Nevertheless, there may be circumstances in which the use of respirators to prevent employees from contracting the virus is called for. If employers require respirators such as the N-95 mask, they must develop and implement a respiratory protection program. Employers that allow, but do not require, employees to use filtering face piece respirators must determine that the respirator itself will not create a hazard. Employers are not required to have a written respiratory protection plan for voluntary use of respirators, but they must provide information to those using such devises. The information, taken from OSHA’s standards, contains certain precautions to be sure that the respirator itself does not create a hazard. 

Workplace Hazards

The second, and more likely basis for an OSHA citation relating to the hazards associated with the pandemic is OSHA’s General Duty Clause, Section 5(a)(1) of the Occupational Safety and Health (OSH) Act of 1970, 29 USC 654(a)(1), which requires employers to furnish to each worker “employment and a place of employment, which are free from recognized hazards that are causing or are likely to cause death or serious physical harm.” Under this standard, OSHA will determine if the employer had knowledge of a hazard in its workplace and, if so, took steps such as establishing and enforcing work rules designed to eliminate the risk.

OSHA has issued guidelines setting forth recommendations for measures to be taken by employers to protect workers from the hazards associated with the potential transmission of COVID-19 on construction sites. Such measures include:

  • Encourage workers to stay home if they are sick.  
  • Allow workers to wear masks over their nose and mouth to prevent them from spreading the virus. 
  • Continue to use other normal control measures, including PPE, necessary to protect workers from other job hazards associated with construction activities. 
  • Advise workers to avoid physical contact with others and direct employees, contractors and visitors to increase personal space to at least six feet, where possible. Where work trailers are used, all workers should maintain social distancing while inside the trailers.
  • Train workers how to properly put on, use and take off protective clothing and equipment. 
  • Encourage respiratory etiquette, including covering coughs and sneezes. 
  • Promote personal hygiene.
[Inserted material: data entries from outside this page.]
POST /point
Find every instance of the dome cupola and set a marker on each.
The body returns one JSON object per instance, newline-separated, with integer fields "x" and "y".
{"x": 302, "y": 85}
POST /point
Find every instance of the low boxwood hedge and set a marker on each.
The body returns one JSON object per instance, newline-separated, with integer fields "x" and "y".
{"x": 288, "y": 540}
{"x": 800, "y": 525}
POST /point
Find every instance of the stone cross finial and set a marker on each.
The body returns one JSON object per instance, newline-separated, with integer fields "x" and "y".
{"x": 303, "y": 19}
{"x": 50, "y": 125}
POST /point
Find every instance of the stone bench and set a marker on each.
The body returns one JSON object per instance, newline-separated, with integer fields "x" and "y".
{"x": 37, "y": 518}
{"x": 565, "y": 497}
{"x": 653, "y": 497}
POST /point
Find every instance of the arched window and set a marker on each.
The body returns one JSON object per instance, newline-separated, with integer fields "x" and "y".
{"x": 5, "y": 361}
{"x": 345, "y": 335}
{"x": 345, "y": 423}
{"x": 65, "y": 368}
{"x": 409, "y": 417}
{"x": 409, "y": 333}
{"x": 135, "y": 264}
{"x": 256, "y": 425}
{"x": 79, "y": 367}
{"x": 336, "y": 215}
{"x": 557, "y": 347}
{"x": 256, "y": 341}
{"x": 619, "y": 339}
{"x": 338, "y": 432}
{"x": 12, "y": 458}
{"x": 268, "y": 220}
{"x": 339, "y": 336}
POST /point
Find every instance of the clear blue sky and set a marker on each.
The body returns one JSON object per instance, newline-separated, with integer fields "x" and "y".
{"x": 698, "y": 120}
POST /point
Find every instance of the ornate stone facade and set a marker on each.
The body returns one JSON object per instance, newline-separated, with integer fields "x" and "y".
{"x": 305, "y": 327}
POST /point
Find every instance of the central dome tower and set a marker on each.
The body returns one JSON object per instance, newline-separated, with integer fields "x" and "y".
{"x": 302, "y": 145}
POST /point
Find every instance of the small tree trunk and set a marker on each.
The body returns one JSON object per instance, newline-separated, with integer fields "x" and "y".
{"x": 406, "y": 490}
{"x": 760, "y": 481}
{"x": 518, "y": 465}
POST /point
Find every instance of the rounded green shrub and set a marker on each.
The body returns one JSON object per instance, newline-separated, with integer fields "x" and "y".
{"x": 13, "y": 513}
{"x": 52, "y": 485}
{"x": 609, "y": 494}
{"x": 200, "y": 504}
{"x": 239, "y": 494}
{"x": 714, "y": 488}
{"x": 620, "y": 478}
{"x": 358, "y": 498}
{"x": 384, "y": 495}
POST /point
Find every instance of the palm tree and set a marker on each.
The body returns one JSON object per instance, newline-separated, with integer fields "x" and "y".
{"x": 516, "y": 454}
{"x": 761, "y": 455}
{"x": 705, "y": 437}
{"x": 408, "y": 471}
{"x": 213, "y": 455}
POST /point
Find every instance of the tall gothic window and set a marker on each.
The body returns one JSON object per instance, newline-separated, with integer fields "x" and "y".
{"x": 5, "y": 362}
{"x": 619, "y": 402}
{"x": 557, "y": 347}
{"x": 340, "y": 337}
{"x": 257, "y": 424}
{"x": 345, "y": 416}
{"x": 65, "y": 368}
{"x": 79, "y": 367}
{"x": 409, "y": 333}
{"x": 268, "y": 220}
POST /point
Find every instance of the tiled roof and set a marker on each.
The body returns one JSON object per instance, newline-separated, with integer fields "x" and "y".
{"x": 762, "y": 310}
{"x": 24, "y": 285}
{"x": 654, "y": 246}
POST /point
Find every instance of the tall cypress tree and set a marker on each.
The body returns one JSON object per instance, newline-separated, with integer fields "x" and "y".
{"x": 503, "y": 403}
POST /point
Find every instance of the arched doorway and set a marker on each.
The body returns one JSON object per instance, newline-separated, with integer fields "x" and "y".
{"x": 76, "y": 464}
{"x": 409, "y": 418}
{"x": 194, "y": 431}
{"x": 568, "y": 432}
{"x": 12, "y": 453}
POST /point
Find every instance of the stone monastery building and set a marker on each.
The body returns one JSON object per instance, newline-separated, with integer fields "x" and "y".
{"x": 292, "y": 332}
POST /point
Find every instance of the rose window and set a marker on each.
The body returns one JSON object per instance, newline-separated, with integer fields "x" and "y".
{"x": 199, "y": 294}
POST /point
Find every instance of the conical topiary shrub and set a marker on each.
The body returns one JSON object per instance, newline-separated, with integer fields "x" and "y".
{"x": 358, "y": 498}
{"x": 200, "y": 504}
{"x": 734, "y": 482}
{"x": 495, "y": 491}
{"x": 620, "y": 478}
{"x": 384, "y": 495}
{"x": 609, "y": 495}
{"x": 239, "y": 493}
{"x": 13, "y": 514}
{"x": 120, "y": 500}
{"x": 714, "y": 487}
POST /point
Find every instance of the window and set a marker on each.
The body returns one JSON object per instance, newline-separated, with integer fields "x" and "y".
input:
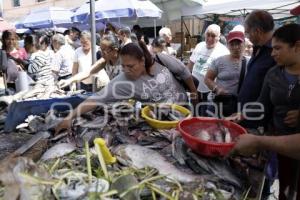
{"x": 16, "y": 3}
If workers do not have immediate access to soap and water for handwashing, provide alcohol-based hand rubs containing at least 60% alcohol.
  • Use Environmental Protection Agency-approved cleaning chemicals from List N or that have label claims against COVID-19.
  • To the extent tools or equipment must be shared, provide and instruct workers to use alcohol-based wipes to clean tools before and after use.  When cleaning tools and equipment, workers should consult manufacturer recommendations for proper cleaning techniques and restrictions. 
  • Keep in-person meetings (including toolbox talks and safety meetings) as short as possible, limit the number of workers in attendance and use social distancing practices.
  • Clean and disinfect portable jobsite toilets regularly. Hand sanitizer dispensers should be filled regularly. Frequently-touched items (e.g., door pulls and toilet seats) should be disinfected. Encourage workers to report any safety and health concerns. 
OSHA Form 300

Finally, OSHA requires employers to create and maintain records injuries and illnesses that occur in the workplace beyond those merely requiring first aid. OSHA has also issued temporary guidance for contractors clarifying under what circumstances a case of COVID-19 on the jobsite should be recorded as an illness on OSHA Form 300.
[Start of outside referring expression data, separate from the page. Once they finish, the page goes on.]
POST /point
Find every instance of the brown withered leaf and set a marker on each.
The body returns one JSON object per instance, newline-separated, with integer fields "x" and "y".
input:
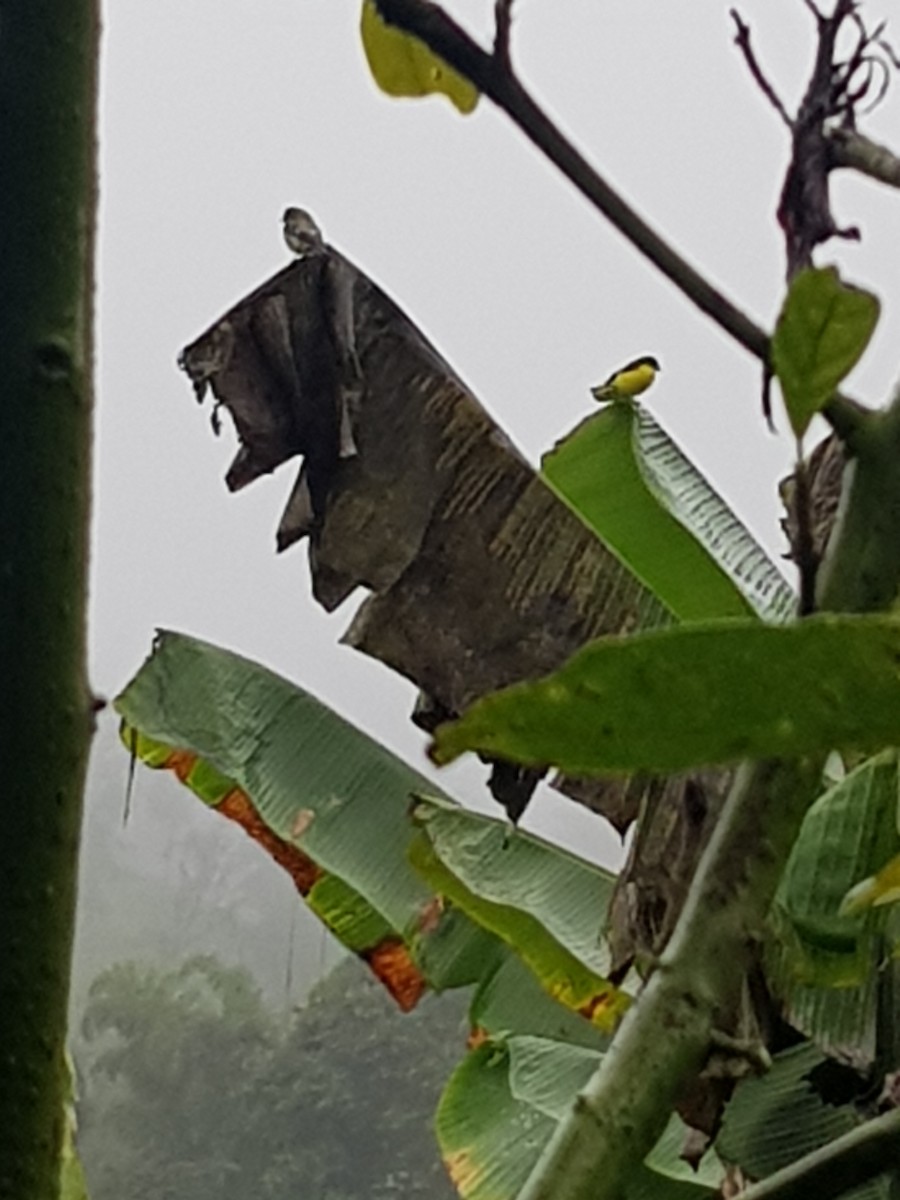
{"x": 479, "y": 575}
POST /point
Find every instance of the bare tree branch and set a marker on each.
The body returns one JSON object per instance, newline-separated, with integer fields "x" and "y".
{"x": 495, "y": 78}
{"x": 850, "y": 149}
{"x": 432, "y": 25}
{"x": 503, "y": 25}
{"x": 742, "y": 40}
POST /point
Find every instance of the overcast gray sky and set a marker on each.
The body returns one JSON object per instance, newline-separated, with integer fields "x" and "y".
{"x": 219, "y": 114}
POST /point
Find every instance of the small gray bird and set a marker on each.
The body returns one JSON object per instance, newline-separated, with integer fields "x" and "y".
{"x": 301, "y": 233}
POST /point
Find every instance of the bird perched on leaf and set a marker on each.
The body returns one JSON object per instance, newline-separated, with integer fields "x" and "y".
{"x": 629, "y": 381}
{"x": 301, "y": 233}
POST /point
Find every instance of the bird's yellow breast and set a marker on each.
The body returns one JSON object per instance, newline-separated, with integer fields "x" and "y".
{"x": 633, "y": 381}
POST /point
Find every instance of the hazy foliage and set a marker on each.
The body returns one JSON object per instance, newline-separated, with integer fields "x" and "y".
{"x": 193, "y": 1089}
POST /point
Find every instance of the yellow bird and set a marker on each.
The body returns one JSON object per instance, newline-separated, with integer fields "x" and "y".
{"x": 629, "y": 381}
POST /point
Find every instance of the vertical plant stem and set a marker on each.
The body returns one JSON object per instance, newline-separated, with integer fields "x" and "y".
{"x": 48, "y": 64}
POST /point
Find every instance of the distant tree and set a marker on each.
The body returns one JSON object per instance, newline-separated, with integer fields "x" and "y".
{"x": 192, "y": 1091}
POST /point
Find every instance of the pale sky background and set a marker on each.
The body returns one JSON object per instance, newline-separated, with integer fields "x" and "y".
{"x": 220, "y": 113}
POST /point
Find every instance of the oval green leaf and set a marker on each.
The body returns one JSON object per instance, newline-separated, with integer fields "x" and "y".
{"x": 712, "y": 693}
{"x": 821, "y": 333}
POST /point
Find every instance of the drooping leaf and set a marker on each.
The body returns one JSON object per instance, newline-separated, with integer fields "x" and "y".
{"x": 403, "y": 65}
{"x": 546, "y": 904}
{"x": 513, "y": 1001}
{"x": 502, "y": 1105}
{"x": 328, "y": 804}
{"x": 825, "y": 961}
{"x": 846, "y": 834}
{"x": 779, "y": 1117}
{"x": 648, "y": 503}
{"x": 823, "y": 328}
{"x": 709, "y": 693}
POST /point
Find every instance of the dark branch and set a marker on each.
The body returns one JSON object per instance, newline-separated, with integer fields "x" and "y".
{"x": 850, "y": 149}
{"x": 495, "y": 79}
{"x": 431, "y": 25}
{"x": 503, "y": 25}
{"x": 742, "y": 40}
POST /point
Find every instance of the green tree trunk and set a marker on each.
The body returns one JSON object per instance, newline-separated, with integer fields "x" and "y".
{"x": 48, "y": 66}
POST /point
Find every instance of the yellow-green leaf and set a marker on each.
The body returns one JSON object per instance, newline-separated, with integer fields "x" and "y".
{"x": 877, "y": 889}
{"x": 402, "y": 65}
{"x": 822, "y": 330}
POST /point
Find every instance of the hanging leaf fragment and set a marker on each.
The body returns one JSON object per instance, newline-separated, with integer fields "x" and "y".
{"x": 823, "y": 328}
{"x": 480, "y": 574}
{"x": 403, "y": 65}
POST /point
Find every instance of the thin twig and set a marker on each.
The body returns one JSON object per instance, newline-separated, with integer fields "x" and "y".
{"x": 432, "y": 25}
{"x": 804, "y": 547}
{"x": 427, "y": 22}
{"x": 503, "y": 24}
{"x": 742, "y": 40}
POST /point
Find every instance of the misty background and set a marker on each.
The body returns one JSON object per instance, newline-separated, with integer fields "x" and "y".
{"x": 215, "y": 117}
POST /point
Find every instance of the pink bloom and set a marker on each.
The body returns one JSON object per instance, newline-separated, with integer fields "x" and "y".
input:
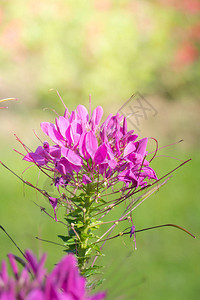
{"x": 33, "y": 282}
{"x": 82, "y": 147}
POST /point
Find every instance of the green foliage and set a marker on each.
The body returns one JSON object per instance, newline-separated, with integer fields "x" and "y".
{"x": 113, "y": 49}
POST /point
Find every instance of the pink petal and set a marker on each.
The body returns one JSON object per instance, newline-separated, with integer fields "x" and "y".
{"x": 71, "y": 156}
{"x": 91, "y": 143}
{"x": 96, "y": 116}
{"x": 82, "y": 113}
{"x": 100, "y": 154}
{"x": 62, "y": 124}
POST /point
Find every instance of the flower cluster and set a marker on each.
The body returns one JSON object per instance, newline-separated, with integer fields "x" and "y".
{"x": 83, "y": 150}
{"x": 64, "y": 282}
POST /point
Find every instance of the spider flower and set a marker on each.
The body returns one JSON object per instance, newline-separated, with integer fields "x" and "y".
{"x": 33, "y": 282}
{"x": 83, "y": 150}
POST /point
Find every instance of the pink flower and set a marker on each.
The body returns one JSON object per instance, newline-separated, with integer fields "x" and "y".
{"x": 33, "y": 282}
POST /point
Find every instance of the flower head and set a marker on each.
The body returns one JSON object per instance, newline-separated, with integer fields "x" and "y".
{"x": 64, "y": 282}
{"x": 83, "y": 149}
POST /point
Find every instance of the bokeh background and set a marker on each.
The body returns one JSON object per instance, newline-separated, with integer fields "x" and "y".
{"x": 109, "y": 49}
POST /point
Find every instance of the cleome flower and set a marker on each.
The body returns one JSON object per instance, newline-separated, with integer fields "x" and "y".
{"x": 83, "y": 150}
{"x": 64, "y": 282}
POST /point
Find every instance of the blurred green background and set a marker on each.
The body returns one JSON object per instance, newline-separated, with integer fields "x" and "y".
{"x": 109, "y": 49}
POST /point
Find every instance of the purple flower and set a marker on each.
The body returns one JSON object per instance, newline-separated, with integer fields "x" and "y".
{"x": 33, "y": 282}
{"x": 85, "y": 149}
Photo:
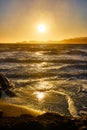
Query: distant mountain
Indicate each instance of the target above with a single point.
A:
(82, 40)
(75, 40)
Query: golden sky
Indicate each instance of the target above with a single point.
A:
(19, 19)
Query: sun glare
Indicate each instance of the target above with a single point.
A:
(42, 28)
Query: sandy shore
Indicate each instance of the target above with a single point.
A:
(15, 117)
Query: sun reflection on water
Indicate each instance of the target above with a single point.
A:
(40, 95)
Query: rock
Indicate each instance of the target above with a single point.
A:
(1, 113)
(5, 86)
(10, 93)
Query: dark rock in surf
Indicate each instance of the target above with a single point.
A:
(5, 85)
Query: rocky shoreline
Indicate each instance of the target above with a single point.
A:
(46, 121)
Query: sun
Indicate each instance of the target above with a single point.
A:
(42, 28)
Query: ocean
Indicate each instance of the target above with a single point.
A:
(47, 77)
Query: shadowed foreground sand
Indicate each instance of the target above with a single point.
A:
(13, 117)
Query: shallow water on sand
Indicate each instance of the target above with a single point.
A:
(47, 77)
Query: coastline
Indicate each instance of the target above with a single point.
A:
(17, 117)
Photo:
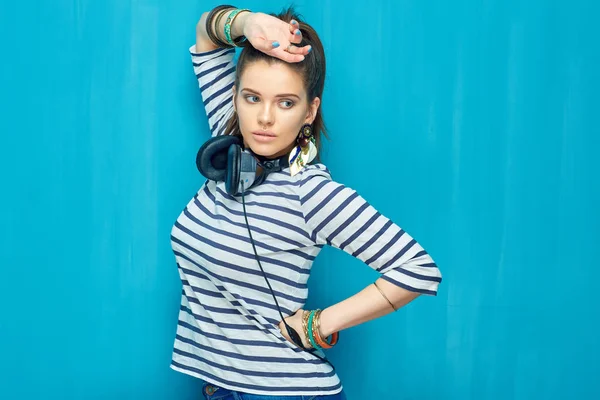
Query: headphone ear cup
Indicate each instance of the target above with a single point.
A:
(211, 159)
(232, 178)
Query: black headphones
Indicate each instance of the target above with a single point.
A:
(222, 158)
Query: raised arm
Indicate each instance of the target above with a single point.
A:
(213, 61)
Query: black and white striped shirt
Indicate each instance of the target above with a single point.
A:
(228, 330)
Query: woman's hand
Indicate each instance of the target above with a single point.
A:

OSHA does not consider construction a high-risk industry  (e.g., health care and emergency response industries) when it comes to transmission of the virus, so the agency has stated that it will not enforce record-keeping requirements mandating contractors to make determinations whether a COVID-19 case is work related or not. The exception is when there is “reasonably available” objective evidence that a COVID-19 case may be work related. In those cases, contractors are required to log the case when it is confirmed and involves one or more of general recording criteria, like medical treatment beyond first aid or days away from work. In determining whether the case is work related contractors are not required to conduct an investigation.